Have any retailers successfully stopped their direct debits/got out of their leases with the finance company/companies involved? Do any have a DIY solution? Are there any other companies out there offering a quicker or alternative rescue to Eurowide?

It turns out there are two positives already although I can’t include Eurowide as they seem vague on what they are actually doing at the moment. On November 12 the company said it would get back to me if it could provide me with any more information. Still nothing.

Meanwhile I called the David Taylor Group - with five signed-up sites in Wales and therefore a great deal to lose. Janine Sharpless, who had originally alerted me to Big Media’s about-to-fold situation, told me that 1) her brother Scott Taylor did indeed have a DIY solution and 2) the group had discovered an alternative supplier. Step forward Chris Worden who runs The Marketing House (0845 204 1022). He is offering what can be summed up as a ’damage limitation’ solution. He has been in advertising for 15 years and latterly spent three of them as sales manager for the Post Office selling space on those screens in sub post offices. So he has screens and expertise. Both are free. (He makes his money from the advertisers.)

He is offering two options to retailers: keep the old 14-inch Big Media screen where he can overwrite the software. He will pay you £750 a year in royalties per site. Or you can take his 20-26 inch screens, free, no maintenance fees and free upgrades, with £50 a year in royalties. It will offset your liability with your finance company and it will provide you with a great sales tool - a 10-minute loop system with four minutes devoted to your shop’s promo lines and six minutes to local business ads which Chris and his 10-strong nationwide team will sell.

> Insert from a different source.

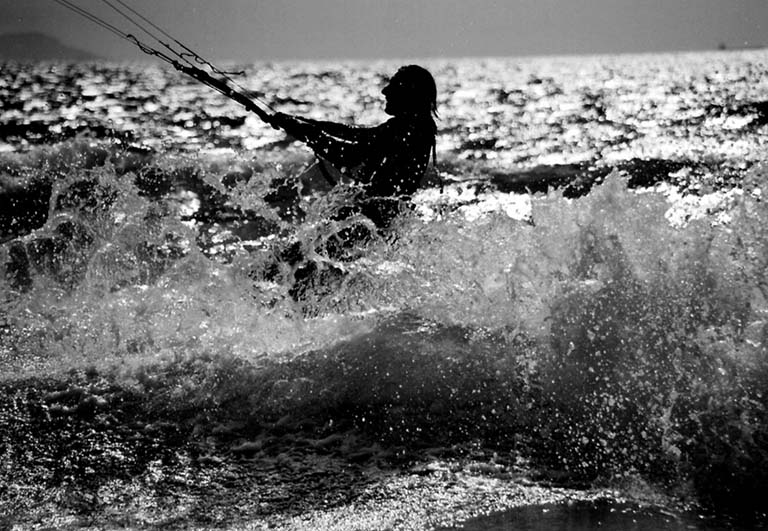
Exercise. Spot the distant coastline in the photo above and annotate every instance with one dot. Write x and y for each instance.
(35, 46)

Now, the DIY bit. Scott Taylor tells me: "We’re just doing PowerPoint presentations - that my 13-year-old kids are doing in schools these days - and setting them on a loop to play in store. We feature the hot food special offers and CCTV footage of drive-offs asking ’do you recognise this person’?"

== A really impressive performance ==

You guys running forecourts have more chutzpah than the rest of retailing put together. Mike Andrews wrote from Maiden Newton Service Station in Dorchester: "I have a Spar convenience store with filling station and workshops. Some two-to-three years ago in came the Performing Rights Society. I was playing Spar radio, oblivious to the fact that a performing rights licence was required. I was told I would have to get a licence if I wished to continue. This was followed by a letter a few weeks later reiterating this. I cut up the dedicated card Spar uses, sent it to them and told them to stick it where the sun doesn’t shine, and that I had no intention of sending them £350 of which the actual performer would be lucky to receive 1p in the pound, with the rest being swallowed in administration. That, I thought, would be the end of it."

But it wasn’t because he was further pestered through the post telling him if he played music in the workshop he may require a licence.

"At this point," he adds, "I thought I would ring them, and I was asked several times for my postcode. This I refused as I certainly wasn’t going to reveal my whereabouts so that they could come and hound me further." They asked him how many people were in the workshop, and when he said two he was told that he would need a performing rights licence as there was more than one person. He asked them that if a customer asks him to fit a new music system is he supposed to refuse, as tuning it in will mean that it will be within the earshot of more than one person neither of whom has a licence.

"After the errs and the umms the reply was that might be alright. I followed this up with the fact that every car usually carries more than one person in it. Why don’t they need a licence? The answer was that that was different. What’s different? Still two people listening to music."

He is regularly still getting letters from the PRS asking him to ring them on an 0870 premium number to establish whether he needs a licence. "What an absolute cheek," he concludes.